In the UK, farmers and veterinarians have an excellent track record of ensuring our food is free from harmful residues of veterinary medicine and measures are in place to ensure things stay that way.
A surveillance schemes is overseen by the Veterinary Medicines Directorate (VMD), a Defra agency.
This is known as the Statutory Surveillance Scheme. This is funded by the livestock industry and tests food from UK animals. All EU countries have a legal requirement to test their produce for residues of veterinary medicines and a smaller number of pesticides and heavy metals.
This statutory surveillance programme fulfils the UK’s obligations under Directive 96/23/EC. The samples included red meat, poultry, eggs, milk, farmed fish, wild and farmed game, and honey.
The Veterinary Medicines Directoate Reports during 2019 demonstrate once again that the use of authorised veterinary medicinal products in accordance with directions in the UK does not result in residues of human health concern and that a very high level of compliance with the safe use of such medicines continues to be achieved.

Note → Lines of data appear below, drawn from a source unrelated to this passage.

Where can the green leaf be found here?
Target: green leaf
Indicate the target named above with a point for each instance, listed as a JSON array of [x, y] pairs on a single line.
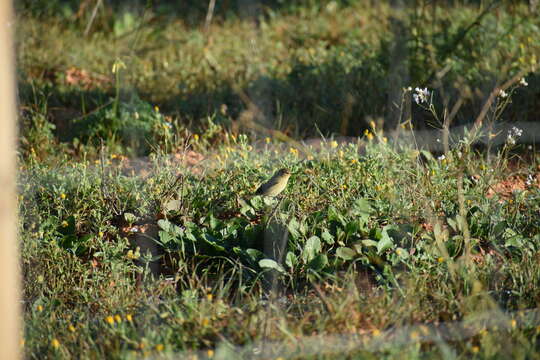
[[294, 227], [130, 218], [70, 228], [402, 253], [345, 253], [311, 249], [214, 223], [165, 237], [327, 237], [498, 230], [385, 242], [369, 242], [271, 264], [254, 254], [362, 206], [172, 205], [318, 263], [290, 259]]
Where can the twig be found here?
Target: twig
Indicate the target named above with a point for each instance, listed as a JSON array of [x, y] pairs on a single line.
[[92, 17], [209, 15]]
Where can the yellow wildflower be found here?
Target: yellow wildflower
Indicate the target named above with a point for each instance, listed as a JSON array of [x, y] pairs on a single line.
[[368, 134]]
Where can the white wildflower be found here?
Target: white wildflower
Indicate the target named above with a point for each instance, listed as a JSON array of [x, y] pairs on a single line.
[[421, 95]]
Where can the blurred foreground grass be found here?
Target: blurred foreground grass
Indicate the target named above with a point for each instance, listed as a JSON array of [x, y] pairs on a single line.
[[150, 132]]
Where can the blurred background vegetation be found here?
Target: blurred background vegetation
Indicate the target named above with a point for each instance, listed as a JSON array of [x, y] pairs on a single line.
[[97, 69]]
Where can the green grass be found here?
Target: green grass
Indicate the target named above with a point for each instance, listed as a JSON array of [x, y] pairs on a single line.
[[357, 256], [156, 137]]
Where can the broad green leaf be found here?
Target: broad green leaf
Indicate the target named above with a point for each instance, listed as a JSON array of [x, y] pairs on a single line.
[[402, 253], [172, 205], [254, 254], [213, 222], [319, 262], [291, 259], [293, 228], [369, 242], [385, 242], [362, 206], [311, 249], [327, 237], [345, 253], [271, 264]]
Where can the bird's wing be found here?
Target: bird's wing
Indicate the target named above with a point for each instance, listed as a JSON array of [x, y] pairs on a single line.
[[273, 181]]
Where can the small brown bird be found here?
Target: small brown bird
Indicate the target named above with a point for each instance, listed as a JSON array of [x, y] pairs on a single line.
[[275, 185]]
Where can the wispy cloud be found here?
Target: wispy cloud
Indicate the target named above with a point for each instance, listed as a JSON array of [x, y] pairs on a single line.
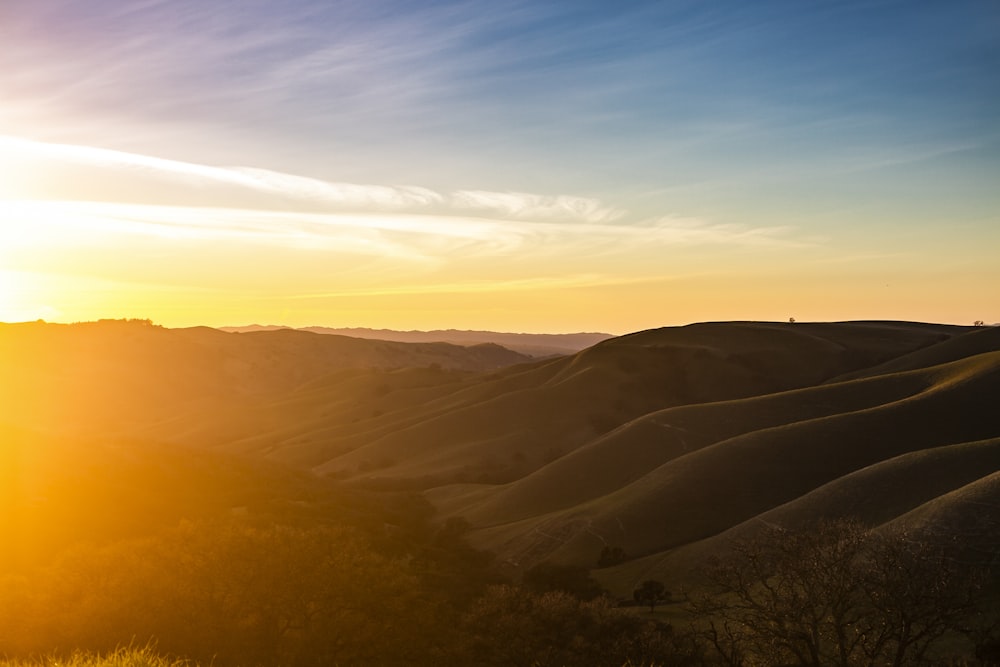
[[526, 206], [211, 202]]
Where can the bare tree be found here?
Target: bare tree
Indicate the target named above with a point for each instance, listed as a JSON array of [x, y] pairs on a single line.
[[833, 595]]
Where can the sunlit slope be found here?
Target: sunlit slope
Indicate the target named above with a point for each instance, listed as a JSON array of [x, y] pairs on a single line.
[[632, 450], [57, 492], [975, 341], [925, 490], [704, 492], [502, 429], [124, 376]]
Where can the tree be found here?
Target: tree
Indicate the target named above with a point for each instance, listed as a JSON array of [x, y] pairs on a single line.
[[834, 594], [651, 592]]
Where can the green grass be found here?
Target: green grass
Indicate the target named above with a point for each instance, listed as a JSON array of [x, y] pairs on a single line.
[[122, 657]]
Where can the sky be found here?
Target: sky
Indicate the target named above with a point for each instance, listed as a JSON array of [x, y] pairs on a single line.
[[516, 166]]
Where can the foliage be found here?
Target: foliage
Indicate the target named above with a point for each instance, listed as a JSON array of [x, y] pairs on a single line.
[[834, 595], [122, 657], [512, 626]]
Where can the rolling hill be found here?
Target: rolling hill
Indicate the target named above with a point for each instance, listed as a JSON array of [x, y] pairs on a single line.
[[668, 443]]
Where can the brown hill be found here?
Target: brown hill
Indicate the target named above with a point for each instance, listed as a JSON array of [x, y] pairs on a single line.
[[129, 375], [535, 345], [668, 443]]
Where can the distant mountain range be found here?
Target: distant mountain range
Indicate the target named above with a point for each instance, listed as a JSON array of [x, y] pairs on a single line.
[[535, 345], [668, 443]]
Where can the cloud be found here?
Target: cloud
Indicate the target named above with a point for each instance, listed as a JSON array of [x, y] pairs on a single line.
[[526, 206], [126, 195]]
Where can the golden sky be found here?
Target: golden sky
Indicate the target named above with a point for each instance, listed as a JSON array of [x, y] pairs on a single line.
[[480, 167]]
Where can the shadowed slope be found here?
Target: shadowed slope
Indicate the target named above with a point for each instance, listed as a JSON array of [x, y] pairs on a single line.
[[641, 445], [906, 489], [568, 402], [707, 491], [116, 375]]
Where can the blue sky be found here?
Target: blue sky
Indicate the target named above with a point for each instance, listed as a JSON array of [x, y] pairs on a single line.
[[839, 126]]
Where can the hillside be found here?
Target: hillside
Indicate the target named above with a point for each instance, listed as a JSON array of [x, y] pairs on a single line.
[[668, 443], [535, 345], [130, 376]]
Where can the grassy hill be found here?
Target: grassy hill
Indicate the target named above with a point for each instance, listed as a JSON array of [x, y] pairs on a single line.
[[667, 443]]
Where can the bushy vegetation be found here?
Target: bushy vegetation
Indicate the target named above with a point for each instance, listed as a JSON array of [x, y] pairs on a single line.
[[146, 656], [216, 560]]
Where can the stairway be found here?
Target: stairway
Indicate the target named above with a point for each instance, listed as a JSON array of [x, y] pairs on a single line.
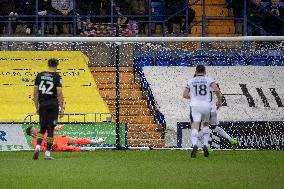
[[214, 28], [134, 110]]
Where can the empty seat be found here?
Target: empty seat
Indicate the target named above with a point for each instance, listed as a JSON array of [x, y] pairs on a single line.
[[275, 62], [142, 61], [221, 62], [164, 61], [239, 62], [257, 61], [201, 61], [183, 61]]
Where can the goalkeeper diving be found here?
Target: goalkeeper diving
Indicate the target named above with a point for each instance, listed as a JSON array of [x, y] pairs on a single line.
[[62, 142]]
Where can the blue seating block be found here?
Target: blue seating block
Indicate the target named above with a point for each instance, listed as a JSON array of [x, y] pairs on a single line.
[[221, 62], [239, 62], [257, 61]]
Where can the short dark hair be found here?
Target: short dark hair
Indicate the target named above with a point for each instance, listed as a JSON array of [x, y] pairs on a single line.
[[28, 130], [200, 69], [53, 62]]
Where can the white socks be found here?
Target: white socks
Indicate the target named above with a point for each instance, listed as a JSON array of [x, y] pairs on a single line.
[[206, 131], [223, 133], [37, 147], [194, 137], [47, 153]]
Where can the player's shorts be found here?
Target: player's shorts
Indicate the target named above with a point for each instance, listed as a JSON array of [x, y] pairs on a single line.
[[199, 113], [213, 118], [59, 141], [48, 115]]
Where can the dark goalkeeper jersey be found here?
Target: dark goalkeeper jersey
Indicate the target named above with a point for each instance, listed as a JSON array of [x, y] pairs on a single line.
[[47, 83]]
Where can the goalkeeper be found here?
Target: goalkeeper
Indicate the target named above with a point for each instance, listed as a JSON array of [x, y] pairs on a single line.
[[62, 142]]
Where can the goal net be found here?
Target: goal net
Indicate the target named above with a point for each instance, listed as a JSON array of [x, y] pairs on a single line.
[[138, 82]]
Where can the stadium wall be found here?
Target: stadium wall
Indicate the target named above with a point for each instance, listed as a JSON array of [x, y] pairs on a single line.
[[13, 137], [251, 94]]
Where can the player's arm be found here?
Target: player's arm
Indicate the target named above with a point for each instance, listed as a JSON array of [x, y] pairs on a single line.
[[60, 96], [186, 93], [35, 94], [218, 94], [60, 101]]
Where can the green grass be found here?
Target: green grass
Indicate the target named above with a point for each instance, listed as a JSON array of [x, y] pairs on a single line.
[[143, 169]]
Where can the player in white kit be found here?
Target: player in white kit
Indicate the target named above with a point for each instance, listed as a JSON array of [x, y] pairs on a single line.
[[198, 90], [214, 123]]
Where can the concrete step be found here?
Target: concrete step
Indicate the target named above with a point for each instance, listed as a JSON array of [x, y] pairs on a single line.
[[132, 111], [124, 94], [137, 119], [158, 143], [142, 127], [144, 135]]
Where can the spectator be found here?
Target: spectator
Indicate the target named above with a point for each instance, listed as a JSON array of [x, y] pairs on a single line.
[[7, 7], [138, 7], [172, 7], [62, 8], [27, 7], [45, 9], [256, 16], [275, 26]]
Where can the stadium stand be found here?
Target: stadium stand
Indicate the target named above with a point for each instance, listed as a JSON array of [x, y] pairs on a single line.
[[18, 70], [134, 108], [168, 85]]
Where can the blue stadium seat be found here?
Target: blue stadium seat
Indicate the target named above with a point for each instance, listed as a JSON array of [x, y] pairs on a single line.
[[257, 61], [158, 10], [239, 62], [183, 61], [264, 4], [275, 62], [221, 62], [164, 61], [142, 61], [201, 61]]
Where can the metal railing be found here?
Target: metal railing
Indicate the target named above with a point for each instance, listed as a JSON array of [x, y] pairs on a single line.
[[97, 117], [40, 21]]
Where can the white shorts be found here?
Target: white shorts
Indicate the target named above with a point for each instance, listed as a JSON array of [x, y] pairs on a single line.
[[200, 113]]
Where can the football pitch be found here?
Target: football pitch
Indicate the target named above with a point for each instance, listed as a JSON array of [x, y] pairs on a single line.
[[143, 169]]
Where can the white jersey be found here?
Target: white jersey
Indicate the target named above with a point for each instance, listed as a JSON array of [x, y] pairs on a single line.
[[213, 101], [200, 94]]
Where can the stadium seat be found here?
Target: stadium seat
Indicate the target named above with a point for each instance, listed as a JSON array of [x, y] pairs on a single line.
[[257, 61], [143, 61], [264, 4], [239, 62], [164, 61], [275, 62], [221, 62], [183, 61], [158, 10], [201, 61]]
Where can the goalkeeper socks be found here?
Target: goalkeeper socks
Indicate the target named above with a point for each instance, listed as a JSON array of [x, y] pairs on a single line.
[[82, 141], [194, 137], [37, 148], [47, 153], [206, 135], [39, 139], [49, 144], [71, 148], [223, 133]]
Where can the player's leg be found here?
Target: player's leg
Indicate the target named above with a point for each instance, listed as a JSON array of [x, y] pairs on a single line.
[[84, 141], [43, 127], [195, 118], [52, 121], [214, 125], [205, 116]]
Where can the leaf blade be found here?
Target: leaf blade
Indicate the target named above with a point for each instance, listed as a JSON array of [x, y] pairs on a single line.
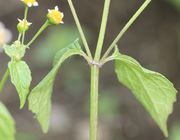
[[154, 91], [7, 124], [40, 96]]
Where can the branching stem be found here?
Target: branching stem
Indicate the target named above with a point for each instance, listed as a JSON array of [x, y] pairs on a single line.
[[126, 27], [84, 40], [102, 30]]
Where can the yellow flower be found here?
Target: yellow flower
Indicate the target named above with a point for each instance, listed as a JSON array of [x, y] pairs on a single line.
[[55, 16], [30, 3], [23, 25]]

Follow-up action is taken by the Animal & Plant Health Agency, The Fisheries Research Services (Scotland) and the Centre for Environment Fisheries & Aquaculture Science (CEFAS), on every sample which on confirmatory analysis shows the presence of unauthorised substances or concentrations of authorised substances above the MRL (Maximum Residue Limits). A thorough on-farm investigation is undertaken by a Veterinary Officer (VO) or a Fish Health Officer (FHO) of the relevant agency who may be accompanied by an Investigation Officer (IO) of DEFRA’s legal department. This investigation will involve an inspection of farm records and stock and the collection of further samples from suspect animals. If clear evidence of abuse is found, the farmer will be prosecuted.
In cases where concentrations of authorised substances are found above the MRL
, the Animal & Plant Health agency will give the farmer, in consultation with his veterinary surgeon, the fullest possible advice on how to ensure that residues do not enter the food chain. Where a follow-up visit indicates serious shortcomings or deliberate misuse of an animal medicine, the farmer will be prosecuted.